基金Supported by the Agricultural Science Independent Innovation Foundation of Jiangsu Province[CX(12)1001]~~
文摘[Objective] 303 nasal swabs samples were collected from pigs in farms located in Taizhou city, Jiangsu Province, China from March to December 2012 for the purpose of detecting the presence of Mycoplasma hyopneumoniae, the primary agent of Enzootic porcine pneumonia (EPP) in pig herds using the nested PCR and Real time PCR techniques. [Method] Nasal swabs were collected from pigs of different ages' i.e. 7, 14, 21, 28, 30 and 35 days old, soaked in sterile 1 xPBS overnight at 4 ℃ and DNA extracted using the TIANamp(R) bacterial DNA kit.

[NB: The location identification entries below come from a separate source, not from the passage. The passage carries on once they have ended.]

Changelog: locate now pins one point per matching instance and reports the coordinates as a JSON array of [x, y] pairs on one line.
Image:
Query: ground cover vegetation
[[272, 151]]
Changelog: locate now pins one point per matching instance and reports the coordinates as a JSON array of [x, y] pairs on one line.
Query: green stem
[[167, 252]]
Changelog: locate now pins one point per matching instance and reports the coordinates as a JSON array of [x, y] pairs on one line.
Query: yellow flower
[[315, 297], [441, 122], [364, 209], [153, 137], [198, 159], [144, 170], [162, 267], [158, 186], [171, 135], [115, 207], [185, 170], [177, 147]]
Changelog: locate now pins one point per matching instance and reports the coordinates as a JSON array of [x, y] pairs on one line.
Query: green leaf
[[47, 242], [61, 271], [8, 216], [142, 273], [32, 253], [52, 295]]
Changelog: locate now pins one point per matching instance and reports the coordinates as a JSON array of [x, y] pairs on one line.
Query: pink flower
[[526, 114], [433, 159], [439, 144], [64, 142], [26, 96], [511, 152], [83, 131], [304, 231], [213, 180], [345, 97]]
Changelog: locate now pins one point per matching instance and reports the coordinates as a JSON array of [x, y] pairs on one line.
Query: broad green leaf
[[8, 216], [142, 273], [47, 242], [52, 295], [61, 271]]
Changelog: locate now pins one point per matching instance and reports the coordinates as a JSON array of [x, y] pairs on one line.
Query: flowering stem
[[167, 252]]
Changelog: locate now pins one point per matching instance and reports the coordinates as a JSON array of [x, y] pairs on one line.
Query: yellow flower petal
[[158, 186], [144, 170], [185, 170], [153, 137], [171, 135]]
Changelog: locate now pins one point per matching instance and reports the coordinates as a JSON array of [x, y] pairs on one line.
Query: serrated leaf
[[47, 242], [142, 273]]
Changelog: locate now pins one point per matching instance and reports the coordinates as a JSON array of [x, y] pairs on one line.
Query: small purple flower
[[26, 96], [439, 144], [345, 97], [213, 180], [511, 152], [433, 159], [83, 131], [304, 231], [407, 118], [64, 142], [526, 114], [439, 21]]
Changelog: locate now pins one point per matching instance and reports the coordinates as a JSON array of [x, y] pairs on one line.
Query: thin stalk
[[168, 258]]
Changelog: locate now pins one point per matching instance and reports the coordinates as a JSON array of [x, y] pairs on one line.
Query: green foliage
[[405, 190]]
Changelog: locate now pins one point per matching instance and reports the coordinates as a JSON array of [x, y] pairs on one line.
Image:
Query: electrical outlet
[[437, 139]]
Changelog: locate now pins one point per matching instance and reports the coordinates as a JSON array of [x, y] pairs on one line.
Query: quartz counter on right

The DNA samples underwent amplification under the Mhyo 183 q-PCR and P36 primer Nested PCR systems. [Result] With the Nested PCR assay, 38 (12.5%) out of 303 samples tested positive for the presence of M. hyopneumoniae; with the real time PCR assay 152 (50.2%) tested positive for M. hyopneumoniae. The two assays matched to positively detect Mhyo in 22 (7.3%) samples and again matched in 127 (41.9%) samples negative for Mhyo infection. The pattern of infection in both assays was similar where 7- and 35-day-old piglets in both assays had the highest rates of infection i.e. 15.6% and 18.4% for n-PCR and 53.1% and 56.6% for q-PCR for 7- and 35-day-old piglets respectively. [Conclusion] The results highlight the suitability of both PCR assays in establishing the herd infection status of pigs in field conditions.